W/o revealing EVERYTHING, the daily items would be like: floss (since I am a spotty flosser), put on lotion (since sometimes I get too dry skin), write (because I love writing but I have a hard time being motivated to take the time), eat healthy all day, no sweets (b/c I need a separate item to deal w/ my sugar cravings).  The daily list is a way to curb my bad habits and encourage good habits.

Except for the daily writing requirement, the weekly items will be the items more geared toward emotional and mental positivity, instead of more focused on physical aspects.  So far there are only two items on this list, but I find them to be the most difficult and probably most important.  The 1st one is to once a week do something fun outside of the house.  I find that when I've had a busy week, all I want to do is veg over the weekend.  But then I don't really feel more positive when wasting the weekend this way.  I just want the weekend to last longer.  Instead, I find having a fun activity gives me something to look forward to and usually makes me feel better than if I had stayed home.

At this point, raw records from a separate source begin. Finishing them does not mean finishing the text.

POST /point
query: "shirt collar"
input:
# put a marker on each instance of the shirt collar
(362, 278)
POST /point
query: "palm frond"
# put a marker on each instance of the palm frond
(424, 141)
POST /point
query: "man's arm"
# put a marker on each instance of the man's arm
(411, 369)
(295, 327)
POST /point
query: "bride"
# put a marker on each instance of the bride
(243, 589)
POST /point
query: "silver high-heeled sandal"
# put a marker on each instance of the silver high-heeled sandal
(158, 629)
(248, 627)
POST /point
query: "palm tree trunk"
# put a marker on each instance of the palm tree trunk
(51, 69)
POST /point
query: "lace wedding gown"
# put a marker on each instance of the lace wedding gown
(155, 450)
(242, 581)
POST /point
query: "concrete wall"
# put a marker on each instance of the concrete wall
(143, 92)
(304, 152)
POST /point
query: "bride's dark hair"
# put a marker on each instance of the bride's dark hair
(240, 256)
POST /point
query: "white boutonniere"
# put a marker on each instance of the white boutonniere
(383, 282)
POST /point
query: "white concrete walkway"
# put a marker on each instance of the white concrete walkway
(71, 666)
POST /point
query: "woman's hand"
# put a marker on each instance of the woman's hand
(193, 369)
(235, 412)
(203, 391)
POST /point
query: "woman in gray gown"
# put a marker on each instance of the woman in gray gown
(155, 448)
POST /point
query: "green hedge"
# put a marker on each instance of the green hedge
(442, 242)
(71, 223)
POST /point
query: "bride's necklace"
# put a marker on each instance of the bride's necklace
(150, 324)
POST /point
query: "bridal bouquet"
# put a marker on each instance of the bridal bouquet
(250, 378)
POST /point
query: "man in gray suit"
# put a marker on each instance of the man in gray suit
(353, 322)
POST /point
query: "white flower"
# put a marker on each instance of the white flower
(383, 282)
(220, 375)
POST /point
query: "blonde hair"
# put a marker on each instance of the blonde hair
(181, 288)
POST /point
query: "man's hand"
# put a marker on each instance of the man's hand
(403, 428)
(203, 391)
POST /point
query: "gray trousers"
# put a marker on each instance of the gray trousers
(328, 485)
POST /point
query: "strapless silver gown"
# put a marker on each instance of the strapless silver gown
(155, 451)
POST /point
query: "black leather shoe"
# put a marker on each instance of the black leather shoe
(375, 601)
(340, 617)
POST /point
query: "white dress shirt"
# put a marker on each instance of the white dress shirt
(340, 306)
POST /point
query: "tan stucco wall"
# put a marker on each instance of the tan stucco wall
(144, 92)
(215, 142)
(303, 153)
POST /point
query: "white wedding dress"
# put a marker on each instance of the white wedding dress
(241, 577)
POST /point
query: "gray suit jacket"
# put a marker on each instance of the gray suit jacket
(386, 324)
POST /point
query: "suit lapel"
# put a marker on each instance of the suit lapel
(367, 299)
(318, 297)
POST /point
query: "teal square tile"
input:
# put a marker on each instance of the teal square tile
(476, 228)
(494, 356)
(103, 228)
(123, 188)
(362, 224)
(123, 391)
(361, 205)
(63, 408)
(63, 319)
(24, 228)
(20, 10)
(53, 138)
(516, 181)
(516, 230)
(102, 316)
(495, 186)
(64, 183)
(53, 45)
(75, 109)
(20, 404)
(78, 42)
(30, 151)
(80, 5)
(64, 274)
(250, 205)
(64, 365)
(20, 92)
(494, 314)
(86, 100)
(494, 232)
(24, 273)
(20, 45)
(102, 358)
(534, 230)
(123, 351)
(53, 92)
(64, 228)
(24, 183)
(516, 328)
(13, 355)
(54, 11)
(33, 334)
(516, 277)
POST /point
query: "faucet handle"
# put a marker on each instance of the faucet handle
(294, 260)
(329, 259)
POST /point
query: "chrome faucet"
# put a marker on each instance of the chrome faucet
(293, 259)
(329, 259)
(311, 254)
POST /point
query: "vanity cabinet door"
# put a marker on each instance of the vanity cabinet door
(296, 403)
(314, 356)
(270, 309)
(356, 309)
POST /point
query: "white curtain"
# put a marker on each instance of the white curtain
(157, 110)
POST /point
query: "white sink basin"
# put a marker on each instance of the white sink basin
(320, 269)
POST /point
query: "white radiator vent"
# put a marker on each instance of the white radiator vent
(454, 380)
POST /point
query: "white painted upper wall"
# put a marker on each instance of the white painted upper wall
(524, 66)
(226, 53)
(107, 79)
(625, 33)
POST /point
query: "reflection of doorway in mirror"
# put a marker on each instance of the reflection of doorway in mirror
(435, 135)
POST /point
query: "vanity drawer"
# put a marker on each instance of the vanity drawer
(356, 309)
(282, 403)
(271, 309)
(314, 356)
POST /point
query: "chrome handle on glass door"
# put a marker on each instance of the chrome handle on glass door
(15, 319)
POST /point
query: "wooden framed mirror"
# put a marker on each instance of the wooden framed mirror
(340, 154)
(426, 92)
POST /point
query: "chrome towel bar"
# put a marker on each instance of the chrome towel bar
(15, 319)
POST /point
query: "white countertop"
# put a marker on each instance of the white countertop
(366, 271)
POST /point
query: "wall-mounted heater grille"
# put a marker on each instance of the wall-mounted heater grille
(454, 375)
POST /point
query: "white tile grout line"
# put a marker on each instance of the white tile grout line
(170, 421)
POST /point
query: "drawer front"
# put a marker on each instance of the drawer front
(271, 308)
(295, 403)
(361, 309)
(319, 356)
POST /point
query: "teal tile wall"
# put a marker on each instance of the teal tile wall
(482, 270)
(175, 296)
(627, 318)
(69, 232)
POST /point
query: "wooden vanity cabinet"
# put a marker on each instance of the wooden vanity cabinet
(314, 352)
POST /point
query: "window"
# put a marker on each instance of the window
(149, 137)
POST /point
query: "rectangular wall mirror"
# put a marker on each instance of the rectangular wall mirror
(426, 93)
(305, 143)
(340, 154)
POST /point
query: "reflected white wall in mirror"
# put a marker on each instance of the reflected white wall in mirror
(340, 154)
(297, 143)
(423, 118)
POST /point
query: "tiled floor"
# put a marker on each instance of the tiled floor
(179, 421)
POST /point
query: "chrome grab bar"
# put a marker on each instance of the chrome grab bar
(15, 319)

The 2nd item on the weekly list is to once a week sing in front of someone else.  There are a number of reasons why I think this is important.  Singing is one of my favorite things to do, yet it's extremely rare when other people actually get to listen.  Also, this will help me with dealing with my anxiety.  I worry so much that I will do bad or people won't like my singing that I don't sing in public, but if I can have some positive experiences despite the anxiety, I can use that for other aspects of life.  I can't continue worrying that people are going to think I am a terrible singer, and then I would have to never do it again  and lose a favorite activity just b/c I couldn't handle knowing people think I am bad.  That won't happen and I need to squash those negative thoughts.  Lastly, just singing alone in my kitchen, I am reminded of just how great it feels to belt it out.  Not only do I enjoy hearing myself just belt it, but I feel good as the body chemicals rush through me.  If I could just sing more in public, I could get this positive rush more, since I don't get to be alone too often.

So, that's that - my attempt at being a happier, healthier me.  Who knows how long this will last, but I like the idea.  And hey, it got me to write this post, so it's working already!